Otro tema: uno de los argumentos más repetidos en estos días es que el Sr. Zapatero actuaba en el marco o con la cooperación de diferentes personas. Los “analistas” libres no saben qué tarea realizaban esas personas, sino que se limitan a “suponerlo”. Tampoco saben qué intervención tuvo cada uno de ellos en la consecución del famoso rescate para la empresa Plus Ultra. De hecho, tampoco pueden aportar datos objetivos sobre la intervención del Sr. Zapatero en ese episodio, intervención que el interesado niega rotundamente, negativa que los acusadores tendrán que contradecir si pueden. Pero nada de eso importa porque lo realmente trascendental para el coro griego que forman tantos analistas, es que aparecen en los hechos una pluralidad de personas, y, según su saber jurídico, esa es la prueba indiscutible de que se trata de una organización criminal creada, por lo tanto, para cometer delitos. Cuáles y cómo ni se dice ni importa, pues el principio de legalidad no puede estropear una buena información periodística.
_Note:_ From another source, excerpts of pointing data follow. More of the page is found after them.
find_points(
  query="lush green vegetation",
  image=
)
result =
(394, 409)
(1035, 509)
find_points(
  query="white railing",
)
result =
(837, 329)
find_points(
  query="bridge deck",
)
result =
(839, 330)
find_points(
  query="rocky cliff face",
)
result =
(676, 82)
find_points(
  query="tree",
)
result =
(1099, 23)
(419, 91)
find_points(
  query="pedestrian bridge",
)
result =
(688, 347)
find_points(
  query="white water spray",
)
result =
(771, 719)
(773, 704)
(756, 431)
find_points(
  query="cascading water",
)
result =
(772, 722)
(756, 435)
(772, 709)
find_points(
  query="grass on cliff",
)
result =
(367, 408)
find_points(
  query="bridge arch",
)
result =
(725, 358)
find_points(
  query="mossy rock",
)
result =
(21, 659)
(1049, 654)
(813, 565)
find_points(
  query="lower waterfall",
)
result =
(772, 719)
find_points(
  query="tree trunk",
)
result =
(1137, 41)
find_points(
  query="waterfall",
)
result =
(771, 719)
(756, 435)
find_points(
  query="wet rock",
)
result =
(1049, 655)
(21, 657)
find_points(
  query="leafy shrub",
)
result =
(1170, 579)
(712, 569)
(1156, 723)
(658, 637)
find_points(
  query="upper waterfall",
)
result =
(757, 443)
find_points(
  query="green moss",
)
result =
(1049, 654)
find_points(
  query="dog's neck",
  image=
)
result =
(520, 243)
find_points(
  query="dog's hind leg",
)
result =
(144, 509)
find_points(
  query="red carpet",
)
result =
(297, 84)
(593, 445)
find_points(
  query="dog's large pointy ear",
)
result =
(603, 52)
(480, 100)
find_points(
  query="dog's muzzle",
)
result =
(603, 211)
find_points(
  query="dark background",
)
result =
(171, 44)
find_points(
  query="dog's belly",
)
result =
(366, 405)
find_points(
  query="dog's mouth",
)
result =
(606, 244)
Sucede, no obstante, que también se tilda al grupo como “lobby”, como si esa denominación equivaliera a banda de facinerosos, siendo así que en el Congreso de los Diputados hace bastantes meses que aguarda tramitación un Proyecto de Ley regulador de la actividad de los lobbys, formalmente denominado Proyecto de ley de transparencia e integridad de las actividades de los grupos de interés, que ni son ilegales ni nada parecido, sino que han de someter su actividad y funcionamiento a unas pautas y controles.
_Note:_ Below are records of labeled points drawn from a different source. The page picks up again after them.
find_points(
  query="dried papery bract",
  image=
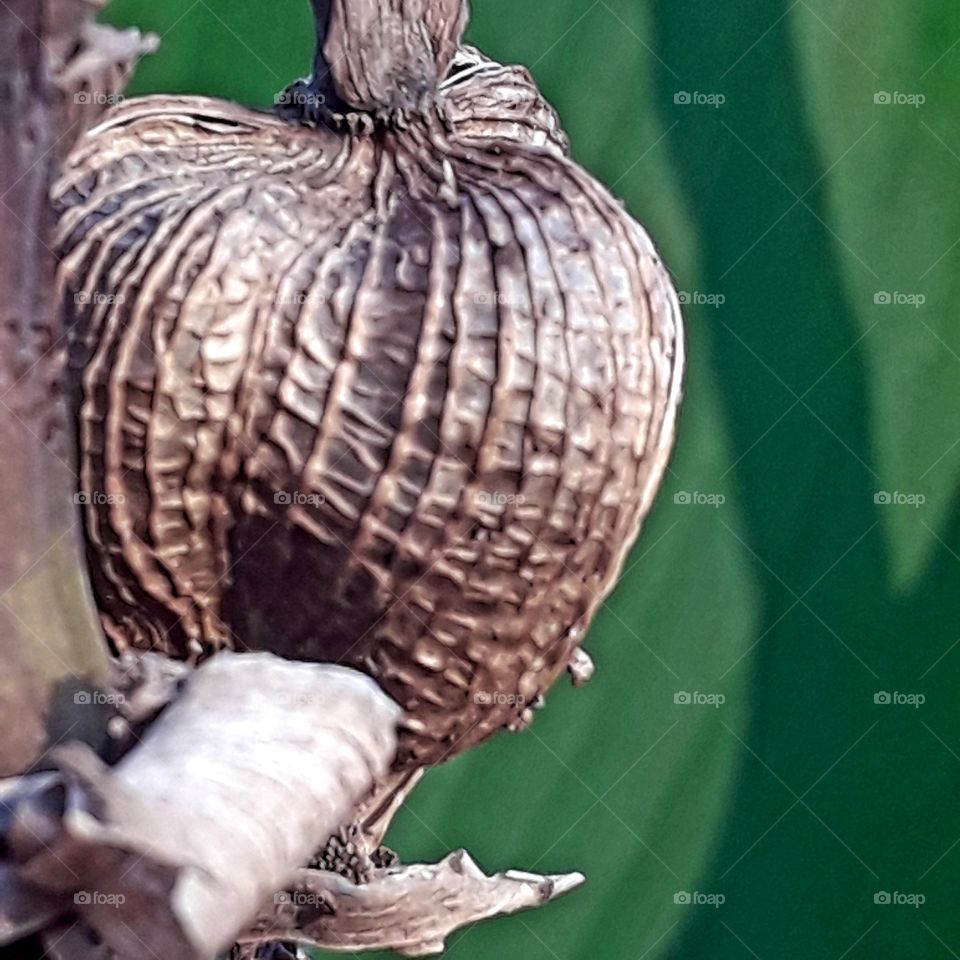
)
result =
(392, 384)
(385, 55)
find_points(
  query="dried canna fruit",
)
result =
(384, 378)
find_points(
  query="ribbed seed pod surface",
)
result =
(391, 384)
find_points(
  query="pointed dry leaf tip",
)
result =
(383, 56)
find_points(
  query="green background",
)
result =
(797, 202)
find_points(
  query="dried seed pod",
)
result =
(385, 379)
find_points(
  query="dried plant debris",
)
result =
(383, 378)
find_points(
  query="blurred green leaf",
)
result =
(783, 209)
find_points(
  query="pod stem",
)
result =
(383, 56)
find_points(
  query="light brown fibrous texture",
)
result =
(383, 379)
Ignoro cómo acabará esta historia, pero sería recomendable que los “comunicadores” revisaran su asesoramiento técnico, si es que lo tienen, pues también han de cumplir con el deber de contribuir a la formación de la opinión pública, lo que como declaró en su día el Tribunal Constitucional, es fundamental para el buen funcionamiento de una sociedad democrática, y ese alto y noble deber no se cumple improvisando o hablando de lo que no se sabe.
Pero en España es habitual que los opinadores públicos comiencen por reconocer su falta de conocimientos sobre los temas de los que, por supuesto, van a hablar. Faltaría más.